In the coming months, several thousand people will be hospitalized with the Covid. What may seem more disturbing is that more and more will have received two doses of vaccination.
This doesn't mean that vaccines aren't doing their job. Actual data from Public Health England shows that two injections of the Oxford / AstraZeneca or Pfizer / BioNTech vaccine are 92% and 96% effective , respectively, against hospitalization.
On Thursday, Vaccine Minister Nadhim Zahawi said the vaccination program had averted around 52,000 hospitalizations.
So why will the majority of people hospitalized with Covid suffer a double injection? There are several factors at work. First of all, who has and n has not been vaccinated. In the UK, around 30% of adults are not fully vaccinated. While some are vulnerable people who for some reason weren't bitten, the majority are young and healthy enough not to be considered particularly at risk: these are people who would very rarely fall enough. sick with Covid-19 to require hospital care.
Looked at from another perspective, the 70% of the population that has been doubled includes the most vulnerable in society.

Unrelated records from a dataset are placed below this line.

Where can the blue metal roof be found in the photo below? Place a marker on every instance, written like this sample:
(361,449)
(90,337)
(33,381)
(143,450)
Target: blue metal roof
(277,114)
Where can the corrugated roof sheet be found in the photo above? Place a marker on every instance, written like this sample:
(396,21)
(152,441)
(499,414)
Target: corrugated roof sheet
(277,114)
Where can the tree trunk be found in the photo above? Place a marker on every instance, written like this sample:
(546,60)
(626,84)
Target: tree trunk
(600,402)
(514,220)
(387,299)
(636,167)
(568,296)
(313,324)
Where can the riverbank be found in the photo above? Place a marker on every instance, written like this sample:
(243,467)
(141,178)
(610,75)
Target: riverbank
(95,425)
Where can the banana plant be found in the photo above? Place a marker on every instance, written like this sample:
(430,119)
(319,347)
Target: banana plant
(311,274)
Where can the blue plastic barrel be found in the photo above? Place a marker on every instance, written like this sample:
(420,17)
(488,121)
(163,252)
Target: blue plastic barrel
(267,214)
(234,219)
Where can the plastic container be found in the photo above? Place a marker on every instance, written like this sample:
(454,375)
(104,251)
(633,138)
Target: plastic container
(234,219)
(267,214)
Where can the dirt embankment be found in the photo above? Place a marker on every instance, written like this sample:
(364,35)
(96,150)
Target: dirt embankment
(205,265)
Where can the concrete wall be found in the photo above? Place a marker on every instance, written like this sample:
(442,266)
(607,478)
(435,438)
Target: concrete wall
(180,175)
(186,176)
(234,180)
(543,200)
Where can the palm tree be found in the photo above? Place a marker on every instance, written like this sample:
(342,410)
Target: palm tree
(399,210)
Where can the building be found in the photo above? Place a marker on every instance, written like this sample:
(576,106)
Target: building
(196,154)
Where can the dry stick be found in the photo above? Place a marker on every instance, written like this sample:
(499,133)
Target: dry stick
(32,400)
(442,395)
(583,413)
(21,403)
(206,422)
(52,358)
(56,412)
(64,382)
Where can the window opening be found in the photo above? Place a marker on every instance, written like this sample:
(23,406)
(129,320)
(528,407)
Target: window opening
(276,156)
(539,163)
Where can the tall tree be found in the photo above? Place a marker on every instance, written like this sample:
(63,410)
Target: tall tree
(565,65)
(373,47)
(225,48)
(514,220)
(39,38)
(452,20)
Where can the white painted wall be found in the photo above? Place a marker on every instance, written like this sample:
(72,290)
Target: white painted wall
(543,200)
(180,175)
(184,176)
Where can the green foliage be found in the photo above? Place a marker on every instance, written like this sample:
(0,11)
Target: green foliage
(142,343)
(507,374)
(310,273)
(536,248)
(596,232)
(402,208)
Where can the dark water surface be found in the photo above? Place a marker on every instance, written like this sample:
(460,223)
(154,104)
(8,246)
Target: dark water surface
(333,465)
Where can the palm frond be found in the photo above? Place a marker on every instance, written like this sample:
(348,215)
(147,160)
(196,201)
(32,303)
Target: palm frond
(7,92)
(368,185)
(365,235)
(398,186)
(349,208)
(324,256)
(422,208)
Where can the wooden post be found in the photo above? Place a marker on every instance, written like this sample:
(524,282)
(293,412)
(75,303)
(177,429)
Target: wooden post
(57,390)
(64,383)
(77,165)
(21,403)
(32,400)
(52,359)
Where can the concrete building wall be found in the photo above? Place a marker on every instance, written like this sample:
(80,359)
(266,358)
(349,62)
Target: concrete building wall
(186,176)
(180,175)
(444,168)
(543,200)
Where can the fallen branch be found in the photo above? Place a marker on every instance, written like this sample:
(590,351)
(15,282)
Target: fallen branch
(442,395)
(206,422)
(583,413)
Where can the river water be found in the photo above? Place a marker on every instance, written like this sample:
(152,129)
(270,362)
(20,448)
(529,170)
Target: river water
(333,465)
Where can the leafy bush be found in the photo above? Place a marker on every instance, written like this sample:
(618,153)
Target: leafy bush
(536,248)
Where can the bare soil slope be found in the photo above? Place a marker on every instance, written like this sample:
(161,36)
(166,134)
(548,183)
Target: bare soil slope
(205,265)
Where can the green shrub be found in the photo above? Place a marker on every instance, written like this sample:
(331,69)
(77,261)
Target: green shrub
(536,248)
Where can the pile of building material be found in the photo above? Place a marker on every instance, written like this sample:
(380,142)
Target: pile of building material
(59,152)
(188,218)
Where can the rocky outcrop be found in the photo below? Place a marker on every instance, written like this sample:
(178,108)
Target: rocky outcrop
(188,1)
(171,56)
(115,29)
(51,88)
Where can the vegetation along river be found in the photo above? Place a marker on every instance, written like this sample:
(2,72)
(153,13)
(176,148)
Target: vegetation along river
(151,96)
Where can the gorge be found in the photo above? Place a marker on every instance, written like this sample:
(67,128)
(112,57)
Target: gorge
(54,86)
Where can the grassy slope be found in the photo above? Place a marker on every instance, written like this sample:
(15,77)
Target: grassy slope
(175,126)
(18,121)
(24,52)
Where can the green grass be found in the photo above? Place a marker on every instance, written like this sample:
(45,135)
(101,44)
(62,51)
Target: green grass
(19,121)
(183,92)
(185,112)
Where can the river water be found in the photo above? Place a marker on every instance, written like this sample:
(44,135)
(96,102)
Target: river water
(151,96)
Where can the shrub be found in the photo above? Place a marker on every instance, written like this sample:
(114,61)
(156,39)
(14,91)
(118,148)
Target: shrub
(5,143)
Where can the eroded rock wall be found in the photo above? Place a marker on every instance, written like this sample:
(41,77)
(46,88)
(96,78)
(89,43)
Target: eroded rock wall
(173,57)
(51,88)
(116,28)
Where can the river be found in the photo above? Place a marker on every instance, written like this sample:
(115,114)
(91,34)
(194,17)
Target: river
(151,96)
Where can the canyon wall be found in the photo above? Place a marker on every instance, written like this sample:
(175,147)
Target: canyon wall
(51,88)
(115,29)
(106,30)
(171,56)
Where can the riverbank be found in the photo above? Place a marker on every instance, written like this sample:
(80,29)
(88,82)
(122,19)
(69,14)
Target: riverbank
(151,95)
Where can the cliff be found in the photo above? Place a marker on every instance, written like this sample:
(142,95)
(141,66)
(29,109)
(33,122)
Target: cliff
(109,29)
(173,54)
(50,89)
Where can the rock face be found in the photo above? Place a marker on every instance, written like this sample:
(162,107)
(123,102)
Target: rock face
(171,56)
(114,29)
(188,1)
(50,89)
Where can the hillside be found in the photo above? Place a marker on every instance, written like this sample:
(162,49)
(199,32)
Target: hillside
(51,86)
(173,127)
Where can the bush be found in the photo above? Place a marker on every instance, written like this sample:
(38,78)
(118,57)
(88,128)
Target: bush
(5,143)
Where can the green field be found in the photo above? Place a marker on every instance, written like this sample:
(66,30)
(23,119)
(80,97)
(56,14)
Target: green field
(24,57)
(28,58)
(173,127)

Because vaccines aren't perfect, even a small percentage of what scientists call "breakthrough infections" can lead to large numbers of infections. pitalisations - mainly in this older group.
The total number of Covid-related hospitalizations will be considerably lower than in a world without vaccines, but those who are allowedPeople have grown in popularity for having had both vaccines.

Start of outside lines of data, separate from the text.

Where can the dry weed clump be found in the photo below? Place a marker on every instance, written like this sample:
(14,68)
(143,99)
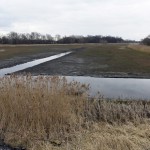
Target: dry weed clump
(49,109)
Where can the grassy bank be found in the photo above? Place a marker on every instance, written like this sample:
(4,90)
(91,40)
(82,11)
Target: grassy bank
(49,113)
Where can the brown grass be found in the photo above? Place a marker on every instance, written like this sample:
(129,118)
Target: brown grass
(140,47)
(49,113)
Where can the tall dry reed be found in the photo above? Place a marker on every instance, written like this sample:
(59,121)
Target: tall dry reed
(49,108)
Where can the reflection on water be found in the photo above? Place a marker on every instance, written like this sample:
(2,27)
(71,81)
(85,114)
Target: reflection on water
(117,87)
(30,64)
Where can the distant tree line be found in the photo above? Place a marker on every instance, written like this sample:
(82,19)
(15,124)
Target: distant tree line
(146,41)
(37,38)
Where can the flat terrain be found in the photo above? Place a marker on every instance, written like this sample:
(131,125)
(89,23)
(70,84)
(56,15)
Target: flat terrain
(100,60)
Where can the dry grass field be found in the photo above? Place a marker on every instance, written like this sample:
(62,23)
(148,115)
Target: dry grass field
(139,47)
(47,113)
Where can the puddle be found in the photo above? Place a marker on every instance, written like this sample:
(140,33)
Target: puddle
(2,50)
(30,64)
(123,88)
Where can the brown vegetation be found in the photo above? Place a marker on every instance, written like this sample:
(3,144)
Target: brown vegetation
(49,113)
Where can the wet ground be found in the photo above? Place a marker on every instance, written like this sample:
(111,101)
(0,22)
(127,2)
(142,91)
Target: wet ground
(74,65)
(110,61)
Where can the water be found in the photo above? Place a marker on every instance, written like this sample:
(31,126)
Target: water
(109,87)
(123,88)
(30,64)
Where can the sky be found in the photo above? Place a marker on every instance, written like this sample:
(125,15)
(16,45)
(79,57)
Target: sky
(129,19)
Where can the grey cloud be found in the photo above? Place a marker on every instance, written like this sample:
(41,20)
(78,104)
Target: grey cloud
(128,18)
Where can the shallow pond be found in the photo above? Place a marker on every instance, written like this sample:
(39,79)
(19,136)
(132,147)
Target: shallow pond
(109,87)
(117,87)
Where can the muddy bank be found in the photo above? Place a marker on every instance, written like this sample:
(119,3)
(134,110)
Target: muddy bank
(74,65)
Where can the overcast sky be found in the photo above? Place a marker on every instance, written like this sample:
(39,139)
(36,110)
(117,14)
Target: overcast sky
(129,19)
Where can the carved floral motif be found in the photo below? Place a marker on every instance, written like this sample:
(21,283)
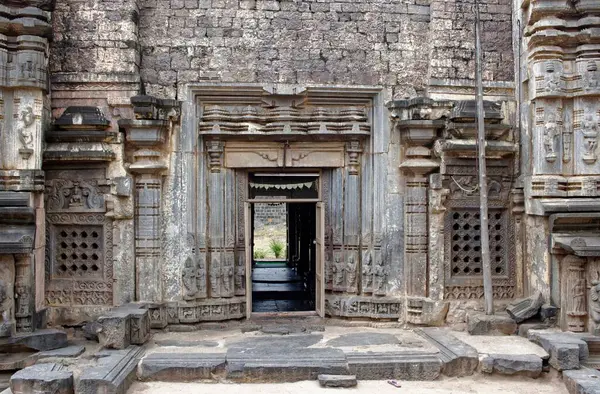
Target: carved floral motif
(589,129)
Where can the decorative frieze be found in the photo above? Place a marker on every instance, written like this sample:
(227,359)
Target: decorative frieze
(366,307)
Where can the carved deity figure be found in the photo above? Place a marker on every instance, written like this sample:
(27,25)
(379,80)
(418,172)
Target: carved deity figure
(368,272)
(578,294)
(338,272)
(380,273)
(25,131)
(589,128)
(189,277)
(227,276)
(5,326)
(551,133)
(552,79)
(215,277)
(595,305)
(590,78)
(351,271)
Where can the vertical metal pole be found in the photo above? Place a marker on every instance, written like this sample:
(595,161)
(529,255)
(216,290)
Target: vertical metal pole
(485,237)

"Imagine if all adults had already been fully vaccinated " says Kevin McConway, professor Emeritus in Applied Statistics at Open University. "We know there would still be hospitalizations, because vaccines are not perfect, but for adults, all of these hospitalizations would be in people who have been vaccinated. That wouldn't mean that vaccines don't help, just that they don't offer perfect protection - and no one ever said they did. "
Public Health England data from early July confirm this. Of 257 deaths from confirmed Delta variant infections between February and the end of June, only two of the 26 deaths among those under 50 were doubly bitten. This compares to 116, i.e.more than half, of the 231 deaths among those over 50.
"If fully vaccinated, the risk of being hospitalized decreases by about 90% "said Professor David Spiegelhalter, chairman of the Winton Center for Risk and Evidence Communication, at the University of Cambridge." But it is not going away, and since many of those most at risk are now vaccinated, It is inevitable that they will begin to train the majority of people with Covid in hospital, especially since most unvaccinated people are young and therefore at low risk. Indeed, being young reduces the risk. even more risk than being vaccinated. "
Another big factor at play is age. McConway says the risk of hospitalization from 'an infected person is at least 10 times, and up to 25 times higher, for a 75-year-old than for a 25-year-old. If the latter risk is on the mark, thena vaccine that prevents 96% of hospitalizations would reduce admissions among 75-year-olds to those observed in 50-year-olds younger.
When it comes to deaths from Covid, a fully vaccinated 80-year-old man has a similar risk to an unvaccinated 50-year-old man.
Future developments in the pandemic could still change the math. Having a big wave of infections with around half of the UK population vaccinated provides ripe conditions for a variant that may better escape vaccine protection.
Another concern is how quickly vaccines dissipate. Several studies have shown that levels of antibodies decrease over time, but it is not known what these drops mean for immunity and protection against infections.ections, hospitalization and death. The answer might become clear in the coming months. As hospitals prepare to welcome a new wave of patients, health officials will closely monitor whether more beds are needed for those who were stung first.